The incomparable ability of estate litigation to drag on is literally a joke, a joke so old and so well-known that more than 150 years ago Charles Dickens opened the novel Bleak House with reference to the fictional Jarndyce and Jarndyce estate proceeding that had been going on for generations.

 

Sylvan Lawrence was one of the largest owners of real estate in downtown Manhattan when he died in December 1981. Last week, a mere 31 years, 5 months, and 2 weeks later, an appellate court in New York decided the fee dispute between his estate and Graubard Miller, the firm his wife (who died in 2008) hired in 1983 to represent the estate in litigation against one of his partners (who died in 2003). New York Law Journal article here; New York Appellate Division opinion here.

 

By the end of 2004, Lawrence’s widow, Alice Lawrence, had paid approximately $22 million in legal fees on an hourly fee basis for the estate litigation. Though by that point there was a $60 million offer to settle the case, and her attorneys had internally valued the case at $47 million, Lawrence thought she deserved more, but she was tired of those bills and the uncertainty. Lawrence thus asked the firm to represent her on a contingency fee agreement (40%) and they agreed.

 

Five months later, in May 2005, after the firm had put another 3,795 hours into the case, the case settled for $111 million.

 

Lawrence refused to pay the 40%. I wrote about the case before, back in 2007, noting “Ms. Lawrence obviously had the funds available to hire a large corporate firm on an hourly (or flat fee) basis, and to pay all costs of the litigation herself upfront. In so doing, she would have borne all the risk of spending enormous sums of money without a guaranteed return. Instead, she contracted with a firm to bear all of that risk; within five months, it had achieved a result with which she was content.” 

 

I am quite sympathetic to claims of “unconscionability” when they involve, for example, consumers cheated by large corporations hiding behind arbitration agreements and class action waivers snuck into form agreements that are uniformly adopted across an industry.
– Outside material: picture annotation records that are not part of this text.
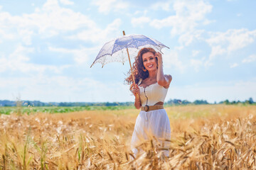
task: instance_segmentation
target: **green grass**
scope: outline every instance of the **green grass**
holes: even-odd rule
[[[46,106],[46,107],[0,107],[0,114],[9,115],[11,113],[21,111],[21,114],[32,114],[35,113],[70,113],[82,110],[124,110],[127,108],[133,108],[134,106],[75,106],[75,107],[58,107],[58,106]]]

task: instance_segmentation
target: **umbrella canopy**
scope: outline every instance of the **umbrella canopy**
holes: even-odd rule
[[[105,64],[112,62],[124,63],[128,59],[127,50],[132,56],[136,57],[139,49],[152,47],[161,52],[163,47],[167,46],[153,38],[143,35],[128,35],[112,40],[104,45],[100,50],[92,66],[95,63]]]

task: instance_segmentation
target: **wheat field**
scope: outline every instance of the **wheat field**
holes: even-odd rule
[[[136,157],[136,109],[0,115],[0,169],[256,169],[256,106],[166,110],[168,146],[142,141]]]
But a billionaire trying to score a deal on legal services while pursuing a large settlement? If she didn’t want to pay more in legal fees, she could have taken the $60 million offer. If she wanted to take on the risk of pursuing a large settlement or verdict — and the possibility that the case could drag on for many more years, with thousands of more hours of attorney time required — she already had the means to do so. She didn’t want to take the risk of investing her money into what could be another Jarndyce and Jarndyce, so she chose to minimize her costs and her risks, while the firm chose to take on those costs and risks for a chance at a larger recovery.

 

But contingency fee practitioners don’t make the law, courts do. Lawrence’s estate argued the firm should take home approximately $1.7 million, the hourly value of its services. The firm argued they were entitled to the agreed-upon 40%, or $44 million. A “referee” appointed by the court tried to reach a compromise, reasoning that $44 million for 3,795 hours of work, or $11,000 an hour, was “an astounding rate of return for legal services,” while mere market rate wouldn’t account for the risk of the contingency fee, and so awarded the firm about $16 million. The New York Appellate Division just reversed, saying that was too much, and that the firm was entitled “the fees due the law firm under the original retainer agreement,” i.e., the hourly fee, plus prejudgment interest. The prejudgment interest, which is mandated by law, helps somewhat, but let’s not forget that the firm hasn’t been paid a dime on the case in eight years.

 

The opinion is a disappointment for contingent fee practitioners. As I wrote before, “Maybe there’s some mischief not identified by these stories; maybe she’s mentally impaired and the firm took advantage of her. That would be a different story.” It seems that, back in 1998, Alice Lawrence paid some of the attorneys sizable cash “gifts,” and that’s suspicious, but the court’s decision was not based on any sort of finding that the widow was mentally incompetent or that she was manipulated into the fee agreement. Rather, the court simply looked at her claimed subjective beliefs about the agreement — e.g., “The evidence shows that the widow believed that under the contingency arrangement, she would receive the “lion’s share” of any recovery” and “the law firm failed to show that the widow fully knew and understood the terms of the retainer agreement” — and took that as reason enough to throw out the firm’s contingency fee agreement.

 

But to me the most disturbing part is the reference to the “$11,000 an hour” effective rate. Sure, it ended up being “$11,000 an hour,” but it could just as easily been $11 an hour, or $0 an hour, if the litigation had turned out differently. Looking at the fee and calculating an hourly rate in retrospect ignores the very essence of the contingency fee bargain: the law firm agreed to take on all the future risk of the case, including the risk that Lawrence would refuse to settle at a reasonable amount, with the hope that it would be resolved favorably in a way that warranted the contingency fee agreement as compared to an hourly rate. As I’ve written before, even $35,000 an hour retroactive rate isn’t an unreasonable contingency fee if the case is risky enough and the benefit to the client is large enough.

 

After all, a contingency fee lawyer never knows if they have just signed onto the beginning of Jarndyce and Jarndyce.